Are you data modeling for a custom OLTP application starting from scratch, with business requirements as the only initial input?
No matter what the size, domain or location of your project, the following lessons will help to ensure that your physical data modeling process is smooth and that you end up with a database design that is accurate, usable and scalable.
1. Convene, Communicate, Correlate, Consolidate
The larger the scope of the project, the bigger the data modeling team, the more the cross-functional dependencies – the higher the need to plan time for "the 4 Cs", so to speak.

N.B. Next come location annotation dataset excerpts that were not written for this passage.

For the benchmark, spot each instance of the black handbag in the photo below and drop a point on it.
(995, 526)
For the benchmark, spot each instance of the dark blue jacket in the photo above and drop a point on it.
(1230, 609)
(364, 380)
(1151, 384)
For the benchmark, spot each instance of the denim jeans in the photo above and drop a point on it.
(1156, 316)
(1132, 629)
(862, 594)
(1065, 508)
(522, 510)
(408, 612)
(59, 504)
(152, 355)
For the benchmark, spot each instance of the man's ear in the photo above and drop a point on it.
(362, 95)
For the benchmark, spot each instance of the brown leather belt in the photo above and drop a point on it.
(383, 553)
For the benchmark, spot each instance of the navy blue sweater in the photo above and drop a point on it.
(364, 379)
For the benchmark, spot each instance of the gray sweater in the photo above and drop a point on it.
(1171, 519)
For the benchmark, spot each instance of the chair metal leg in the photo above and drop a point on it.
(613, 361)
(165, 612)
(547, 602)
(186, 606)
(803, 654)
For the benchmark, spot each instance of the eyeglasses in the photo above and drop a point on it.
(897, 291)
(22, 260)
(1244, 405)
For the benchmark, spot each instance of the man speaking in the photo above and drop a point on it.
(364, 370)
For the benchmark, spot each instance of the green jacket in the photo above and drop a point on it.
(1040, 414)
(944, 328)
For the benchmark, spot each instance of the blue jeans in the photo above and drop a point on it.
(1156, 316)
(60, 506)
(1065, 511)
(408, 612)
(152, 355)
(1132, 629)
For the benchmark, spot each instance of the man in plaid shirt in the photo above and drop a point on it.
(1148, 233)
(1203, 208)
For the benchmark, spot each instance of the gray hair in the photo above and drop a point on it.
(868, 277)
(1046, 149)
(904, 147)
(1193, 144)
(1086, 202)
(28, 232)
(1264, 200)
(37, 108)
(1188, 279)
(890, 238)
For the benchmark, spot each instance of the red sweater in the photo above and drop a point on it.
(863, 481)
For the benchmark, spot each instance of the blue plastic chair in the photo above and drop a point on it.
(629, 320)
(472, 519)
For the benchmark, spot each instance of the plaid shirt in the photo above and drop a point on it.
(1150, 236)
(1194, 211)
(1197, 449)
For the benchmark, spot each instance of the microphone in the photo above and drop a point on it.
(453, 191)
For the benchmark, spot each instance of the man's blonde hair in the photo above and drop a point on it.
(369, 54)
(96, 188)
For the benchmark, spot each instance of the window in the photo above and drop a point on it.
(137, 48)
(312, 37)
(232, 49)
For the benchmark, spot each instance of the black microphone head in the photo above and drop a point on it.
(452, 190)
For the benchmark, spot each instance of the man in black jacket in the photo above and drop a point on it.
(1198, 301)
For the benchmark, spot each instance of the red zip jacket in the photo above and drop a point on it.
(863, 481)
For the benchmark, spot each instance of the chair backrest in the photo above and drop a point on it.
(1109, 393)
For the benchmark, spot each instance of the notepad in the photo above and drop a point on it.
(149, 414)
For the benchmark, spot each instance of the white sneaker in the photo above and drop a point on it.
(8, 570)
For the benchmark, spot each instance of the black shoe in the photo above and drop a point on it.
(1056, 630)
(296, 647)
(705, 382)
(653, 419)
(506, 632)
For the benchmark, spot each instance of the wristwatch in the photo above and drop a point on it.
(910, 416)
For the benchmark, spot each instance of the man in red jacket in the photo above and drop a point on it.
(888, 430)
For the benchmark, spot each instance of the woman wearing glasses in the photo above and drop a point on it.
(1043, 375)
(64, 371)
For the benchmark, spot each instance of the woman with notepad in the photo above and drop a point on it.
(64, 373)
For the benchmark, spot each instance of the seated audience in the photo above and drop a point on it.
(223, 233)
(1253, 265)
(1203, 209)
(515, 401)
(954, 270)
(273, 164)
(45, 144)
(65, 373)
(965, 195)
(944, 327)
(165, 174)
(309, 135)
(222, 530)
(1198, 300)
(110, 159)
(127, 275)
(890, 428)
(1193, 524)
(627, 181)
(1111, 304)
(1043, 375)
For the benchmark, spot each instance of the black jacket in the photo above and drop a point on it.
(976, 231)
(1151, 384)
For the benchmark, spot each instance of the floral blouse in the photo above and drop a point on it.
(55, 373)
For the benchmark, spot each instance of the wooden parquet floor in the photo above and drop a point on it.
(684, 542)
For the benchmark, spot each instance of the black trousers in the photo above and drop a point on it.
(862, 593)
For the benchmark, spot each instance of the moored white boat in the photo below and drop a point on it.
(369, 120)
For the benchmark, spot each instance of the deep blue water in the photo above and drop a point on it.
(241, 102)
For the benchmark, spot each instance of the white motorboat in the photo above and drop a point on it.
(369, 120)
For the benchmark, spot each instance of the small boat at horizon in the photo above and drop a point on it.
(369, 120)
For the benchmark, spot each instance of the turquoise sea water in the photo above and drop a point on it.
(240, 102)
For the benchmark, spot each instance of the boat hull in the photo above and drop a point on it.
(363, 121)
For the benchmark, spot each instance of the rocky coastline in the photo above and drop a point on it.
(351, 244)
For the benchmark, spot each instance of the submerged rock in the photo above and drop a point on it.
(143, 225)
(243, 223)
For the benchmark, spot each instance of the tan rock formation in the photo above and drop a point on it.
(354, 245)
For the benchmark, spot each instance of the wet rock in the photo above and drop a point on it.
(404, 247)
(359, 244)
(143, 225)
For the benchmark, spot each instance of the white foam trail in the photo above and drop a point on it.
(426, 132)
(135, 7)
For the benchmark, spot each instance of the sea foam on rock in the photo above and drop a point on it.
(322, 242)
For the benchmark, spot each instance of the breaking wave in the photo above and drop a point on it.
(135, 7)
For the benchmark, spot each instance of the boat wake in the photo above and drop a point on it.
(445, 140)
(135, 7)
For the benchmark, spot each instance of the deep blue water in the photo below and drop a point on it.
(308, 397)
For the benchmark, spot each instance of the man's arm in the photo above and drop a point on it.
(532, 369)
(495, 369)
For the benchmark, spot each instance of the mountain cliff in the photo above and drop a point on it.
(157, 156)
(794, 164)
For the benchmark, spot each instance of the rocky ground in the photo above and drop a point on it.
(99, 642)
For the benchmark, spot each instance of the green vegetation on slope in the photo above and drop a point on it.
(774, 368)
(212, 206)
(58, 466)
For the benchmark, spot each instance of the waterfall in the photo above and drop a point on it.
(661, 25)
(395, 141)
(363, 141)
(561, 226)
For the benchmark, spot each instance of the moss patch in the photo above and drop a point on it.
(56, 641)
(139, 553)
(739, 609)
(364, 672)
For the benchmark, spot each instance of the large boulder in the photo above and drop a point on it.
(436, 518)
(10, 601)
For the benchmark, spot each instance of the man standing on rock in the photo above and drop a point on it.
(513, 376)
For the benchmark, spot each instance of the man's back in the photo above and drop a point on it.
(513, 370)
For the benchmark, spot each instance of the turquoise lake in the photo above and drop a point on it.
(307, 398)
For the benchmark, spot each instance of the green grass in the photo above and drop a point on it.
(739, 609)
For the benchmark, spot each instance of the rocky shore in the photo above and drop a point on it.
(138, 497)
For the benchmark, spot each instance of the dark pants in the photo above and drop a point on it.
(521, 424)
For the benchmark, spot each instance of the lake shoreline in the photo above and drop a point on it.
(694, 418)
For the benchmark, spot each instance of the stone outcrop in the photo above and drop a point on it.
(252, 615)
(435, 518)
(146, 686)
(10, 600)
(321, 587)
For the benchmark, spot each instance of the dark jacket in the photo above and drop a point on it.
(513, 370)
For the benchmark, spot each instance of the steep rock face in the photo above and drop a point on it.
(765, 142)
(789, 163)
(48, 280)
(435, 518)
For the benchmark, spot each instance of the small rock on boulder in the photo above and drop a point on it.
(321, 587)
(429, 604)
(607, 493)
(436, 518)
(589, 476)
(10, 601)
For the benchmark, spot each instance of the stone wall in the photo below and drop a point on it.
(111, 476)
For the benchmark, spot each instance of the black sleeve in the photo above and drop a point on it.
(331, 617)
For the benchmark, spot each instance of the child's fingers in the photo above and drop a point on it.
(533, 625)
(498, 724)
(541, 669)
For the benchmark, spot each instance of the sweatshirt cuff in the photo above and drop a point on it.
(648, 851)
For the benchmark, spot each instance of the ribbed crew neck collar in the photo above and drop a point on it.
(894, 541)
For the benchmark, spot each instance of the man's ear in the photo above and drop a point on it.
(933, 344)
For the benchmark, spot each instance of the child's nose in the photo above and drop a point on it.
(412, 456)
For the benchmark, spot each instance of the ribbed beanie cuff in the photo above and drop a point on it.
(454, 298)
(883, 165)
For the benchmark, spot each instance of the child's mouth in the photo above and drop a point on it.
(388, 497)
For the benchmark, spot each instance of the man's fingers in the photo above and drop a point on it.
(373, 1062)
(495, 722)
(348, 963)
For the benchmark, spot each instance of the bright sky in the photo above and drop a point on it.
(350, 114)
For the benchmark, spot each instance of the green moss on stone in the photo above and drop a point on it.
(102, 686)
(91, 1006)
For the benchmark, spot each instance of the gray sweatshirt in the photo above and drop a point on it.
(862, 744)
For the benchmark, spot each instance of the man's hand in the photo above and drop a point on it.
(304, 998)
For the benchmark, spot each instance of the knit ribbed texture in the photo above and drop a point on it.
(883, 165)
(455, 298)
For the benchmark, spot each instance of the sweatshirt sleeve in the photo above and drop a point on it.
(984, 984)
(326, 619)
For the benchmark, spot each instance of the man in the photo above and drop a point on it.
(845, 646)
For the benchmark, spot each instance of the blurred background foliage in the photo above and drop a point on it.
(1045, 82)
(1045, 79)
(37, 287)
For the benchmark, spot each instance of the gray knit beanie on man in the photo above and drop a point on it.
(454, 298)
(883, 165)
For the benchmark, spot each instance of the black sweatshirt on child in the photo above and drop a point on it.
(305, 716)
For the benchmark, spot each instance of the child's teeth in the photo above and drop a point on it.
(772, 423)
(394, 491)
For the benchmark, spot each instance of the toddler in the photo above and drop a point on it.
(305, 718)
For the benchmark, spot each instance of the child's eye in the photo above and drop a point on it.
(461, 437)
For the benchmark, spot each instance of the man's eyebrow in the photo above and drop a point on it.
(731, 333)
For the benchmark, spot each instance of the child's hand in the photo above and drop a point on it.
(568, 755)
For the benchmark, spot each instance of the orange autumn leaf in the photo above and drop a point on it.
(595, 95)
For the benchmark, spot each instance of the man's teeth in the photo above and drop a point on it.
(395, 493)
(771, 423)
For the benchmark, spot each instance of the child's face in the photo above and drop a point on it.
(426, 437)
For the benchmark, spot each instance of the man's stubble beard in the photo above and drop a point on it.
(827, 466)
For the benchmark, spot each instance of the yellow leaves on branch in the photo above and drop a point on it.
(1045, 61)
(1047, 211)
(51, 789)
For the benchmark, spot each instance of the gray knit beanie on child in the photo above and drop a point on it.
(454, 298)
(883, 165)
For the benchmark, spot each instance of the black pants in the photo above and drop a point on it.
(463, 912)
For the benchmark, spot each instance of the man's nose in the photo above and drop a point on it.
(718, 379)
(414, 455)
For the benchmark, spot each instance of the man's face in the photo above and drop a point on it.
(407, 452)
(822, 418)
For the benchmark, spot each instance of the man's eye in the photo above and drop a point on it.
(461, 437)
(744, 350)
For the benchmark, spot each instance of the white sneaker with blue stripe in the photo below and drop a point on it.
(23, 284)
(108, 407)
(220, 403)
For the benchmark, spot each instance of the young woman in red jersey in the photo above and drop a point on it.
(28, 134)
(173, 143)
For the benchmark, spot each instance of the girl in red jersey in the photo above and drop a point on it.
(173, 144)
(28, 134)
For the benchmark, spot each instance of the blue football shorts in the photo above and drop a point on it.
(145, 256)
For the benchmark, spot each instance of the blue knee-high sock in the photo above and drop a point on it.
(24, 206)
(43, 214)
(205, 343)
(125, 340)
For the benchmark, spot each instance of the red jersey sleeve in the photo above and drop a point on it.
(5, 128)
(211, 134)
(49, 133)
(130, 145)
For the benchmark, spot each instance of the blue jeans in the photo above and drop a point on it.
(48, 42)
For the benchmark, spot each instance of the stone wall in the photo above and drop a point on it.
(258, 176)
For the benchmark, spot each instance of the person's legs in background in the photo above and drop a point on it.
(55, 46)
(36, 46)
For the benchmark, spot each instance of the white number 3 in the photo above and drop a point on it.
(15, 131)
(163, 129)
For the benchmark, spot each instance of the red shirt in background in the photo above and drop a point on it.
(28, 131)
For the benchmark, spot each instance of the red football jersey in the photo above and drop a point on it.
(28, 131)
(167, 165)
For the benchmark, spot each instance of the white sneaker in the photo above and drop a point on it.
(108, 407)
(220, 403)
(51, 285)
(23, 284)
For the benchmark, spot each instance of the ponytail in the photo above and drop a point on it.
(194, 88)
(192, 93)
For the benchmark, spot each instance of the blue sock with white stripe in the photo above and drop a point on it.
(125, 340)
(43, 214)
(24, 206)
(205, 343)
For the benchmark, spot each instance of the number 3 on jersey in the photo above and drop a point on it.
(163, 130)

Getting the team together, forming/communicating decisions, finding patterns between entities identified by different data modelers and merging or splitting entities as a consequence, consolidating work periodically is important to ensure there are no gaps or redundancies, and that the model caters to the business requirements in the most efficient way.
2. Choose the "right" approach from a set of alternatives
You will often be faced with situations in which a number of design alternatives can address the same requirement. For example, maintaining the employee hierarchy in a single EMP table of the SCOTT schema variety, versus creating a separate Employee Reporting structure table to store the same data.
How do you choose the "right" approach?
Sometimes all it takes is a quick listing of the pros and cons of each approach and a discussion across the table to pick one. For more complex requirements with a wider impact, the standard Decision Analysis and Resolution (DAR) format can be adopted. In DAR, parameters that will drive the decision are listed with a weight of 1-5 (1 least important, 5 most important) attached to each parameter. Each approach is rated on a scale of 1-5 (1 least suitable, 5 most suitable) against the parameters. The weighted total is derived for the two approaches.
A sample DAR evaluation to choose between two database design solutions:
Parameter | Weight | Approach 1 | Approach 2 |
Data model simplicity | 3 | 2 | 3 |
Ease of application use | 2 | 4 | 2 |
Flexibility | 2 | 1 | 3 |
Performance | 4 | 3 | 4 |
Total | 28 | 35 |
Approach 2 wins with a higher score.
The DAR format is useful as a formal record of the reasons why a specific approach was chosen, if the question comes up later at a time when the team has presumably moved on to other projects.
3. Define standards before you start
…and it isn’t enough to define them. Have everyone on the data modeling team be fully aware of them. If a standard is missing, encourage the team to ask and update your standards document.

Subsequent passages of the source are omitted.